The first workout, leg day, consists of six lower body exercises:
1. Squats: 1 heavy set of 2-4 reps, with a weight range of 85-90% of one's one-rep max.
2. Paused squats: 2 sets of 5 reps, with a weight 75% of the heavy squat set.
3. Barbell Romanian deadlifts (RDLs): 3 sets of 8-10 reps, focusing on proper form and targeting the hamstrings.
4. Dumbbell walking lunges: 2 sets of 10 reps per leg, with a focus on proper form and avoiding common mistakes.
5. Seated leg curls: 3 sets of 10-12 reps, with a focus on targeting the hamstrings and adjusting the toe position to emphasize different areas.
6. Leg press toe press: 4 sets of 10-12 reps, with a focus on targeting the calves and adjusting the toe position to emphasize different areas.
The workout is finished with 3 sets of 10-12 reps of decline plate crunches, focusing on targeting the abs.
The program is designed to be flexible, with options to substitute exercises and adjust the weight and reps based on individual needs and goals.
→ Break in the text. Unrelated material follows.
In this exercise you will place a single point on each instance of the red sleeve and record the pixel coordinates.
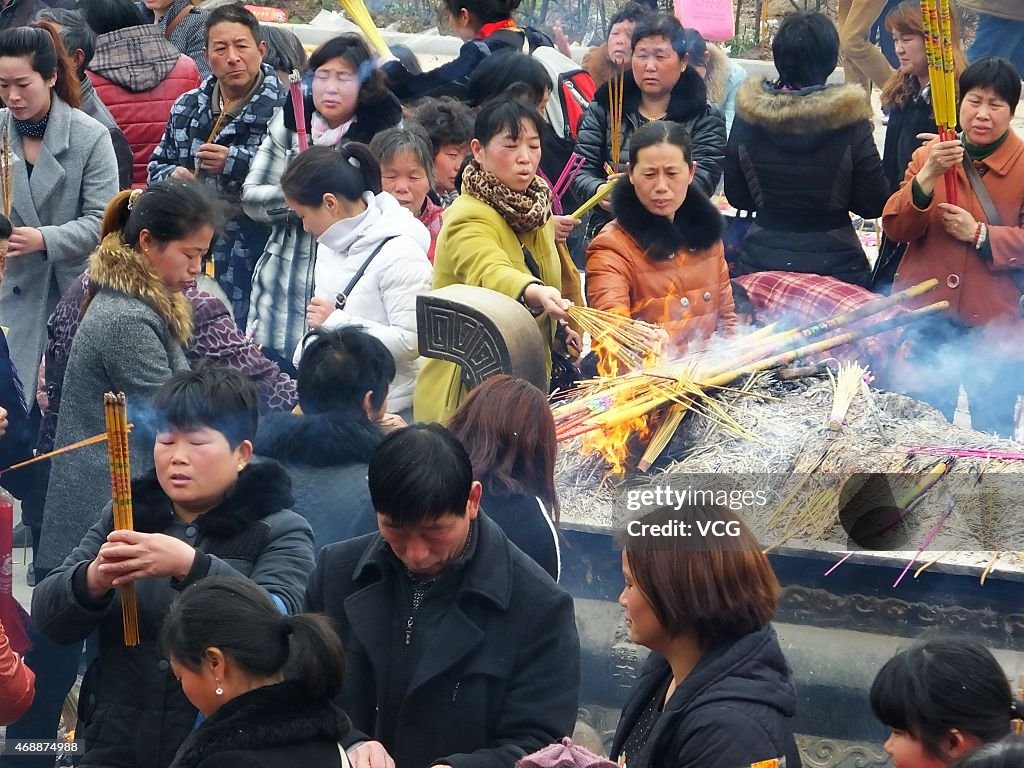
(17, 683)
The full program is available on the creator's website, along with additional resources and support.
Here are the key facts from the text:
1. The workout routine is called the "Ultimate Push-Pull Leg Series".
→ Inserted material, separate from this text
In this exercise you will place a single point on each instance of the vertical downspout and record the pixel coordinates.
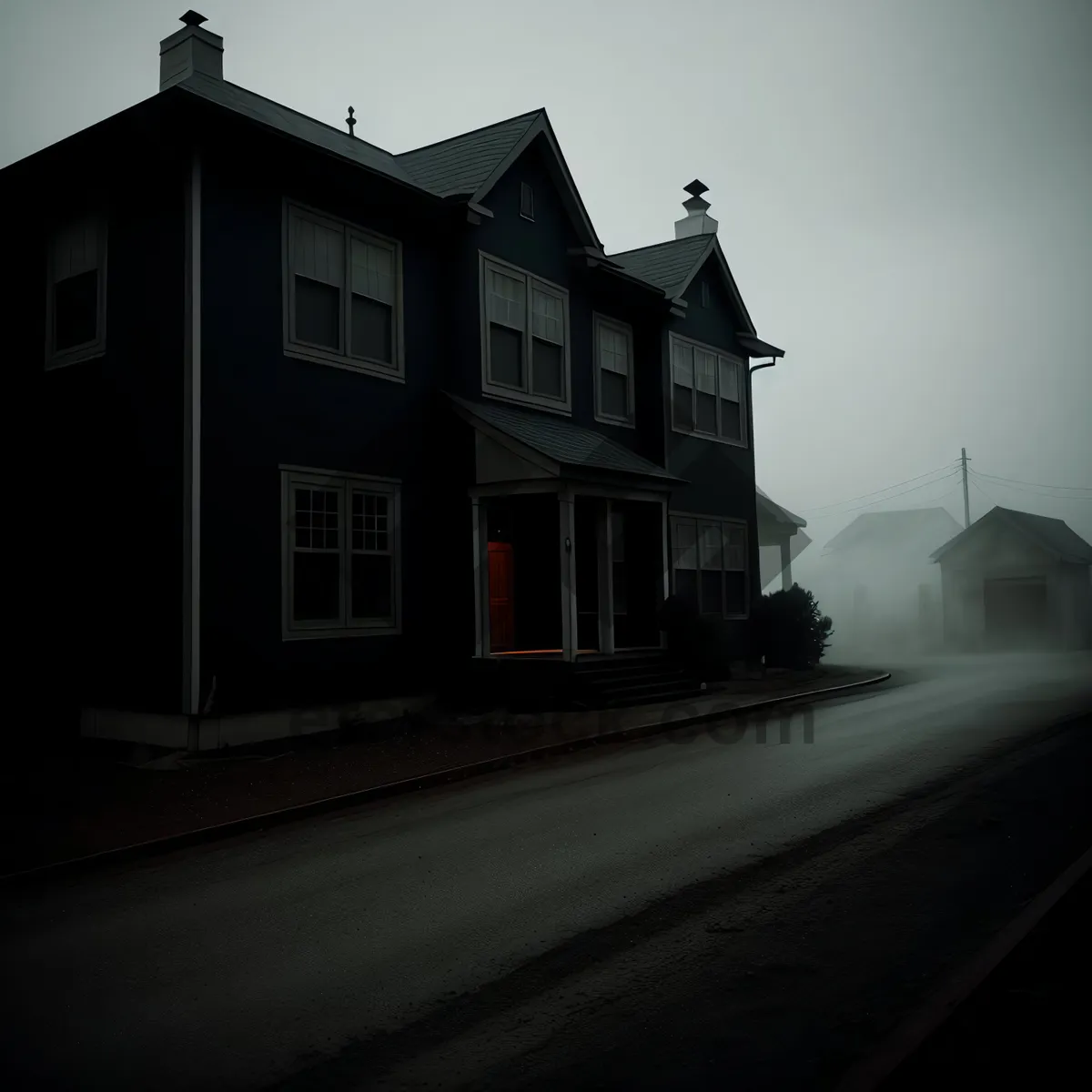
(191, 461)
2. The routine targets the quads, hamstrings, glutes, calves, and abs.
3. The first exercise is the squat, with a pyramid warm-up and a working weight of 85-90% of the one-rep max.
4. The squat is done for 2-4 reps, with an RPE of 8-9.
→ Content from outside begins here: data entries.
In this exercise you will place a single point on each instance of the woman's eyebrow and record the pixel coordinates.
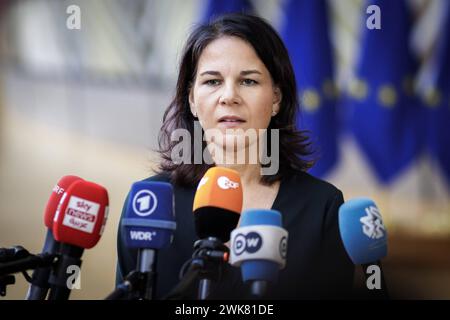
(247, 72)
(212, 73)
(217, 73)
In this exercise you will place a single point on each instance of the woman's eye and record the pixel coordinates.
(249, 82)
(212, 82)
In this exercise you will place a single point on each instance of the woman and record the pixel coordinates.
(235, 73)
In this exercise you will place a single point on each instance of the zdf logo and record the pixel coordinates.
(225, 183)
(251, 243)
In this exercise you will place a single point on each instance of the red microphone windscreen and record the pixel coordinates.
(81, 215)
(55, 197)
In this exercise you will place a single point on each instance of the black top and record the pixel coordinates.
(317, 265)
5. If someone is unable to squat, they can replace it with hack squats or Bulgarian split squats.
6. The next exercise is the paused squat, with 2 back-off sets for 5 reps.
7. The weight for the paused squat is 75% of the working weight for the squat.
8. The next exercise is the barbell Romanian deadlift (RDL), with 3 sets of 8-10 reps.
9. The RDL targets the hamstrings and glutes.
10. To target the hamstrings more, the lifter should keep the bar close to their legs and not let it drift forward.
11. Wearing a belt can help with RDLs by directing more attention to the hamstrings.
12. The next exercise is the dumbbell walking lunge, with 2 sets of 10 reps per leg.
13. The lifter should avoid cutting their depth short and free-falling on the negative.
14. The lifter should also avoid letting their grip strength limit the load they can use.
15. The next exercise is the seated leg curl, with 3 sets of 10-12 reps.
16. Pointing the toes in or out can impact which region of the hamstrings is emphasized.
17. The next exercise is the leg press calf raise, with 4 sets of 10-12 reps.
18. Pointing the toes in or out can also impact which region of the calves is emphasized.
19. The final exercise is the decline plate crunch, with 3 sets of 10-12 reps.
20. The lifter should focus on squeezing their abs together and allowing their lower back to round.
21. The program is available in a 12-week version, with an eBook, Excel spreadsheet, and exercise demos.
22. The program comes in 4, 5, and 6-day per week versions.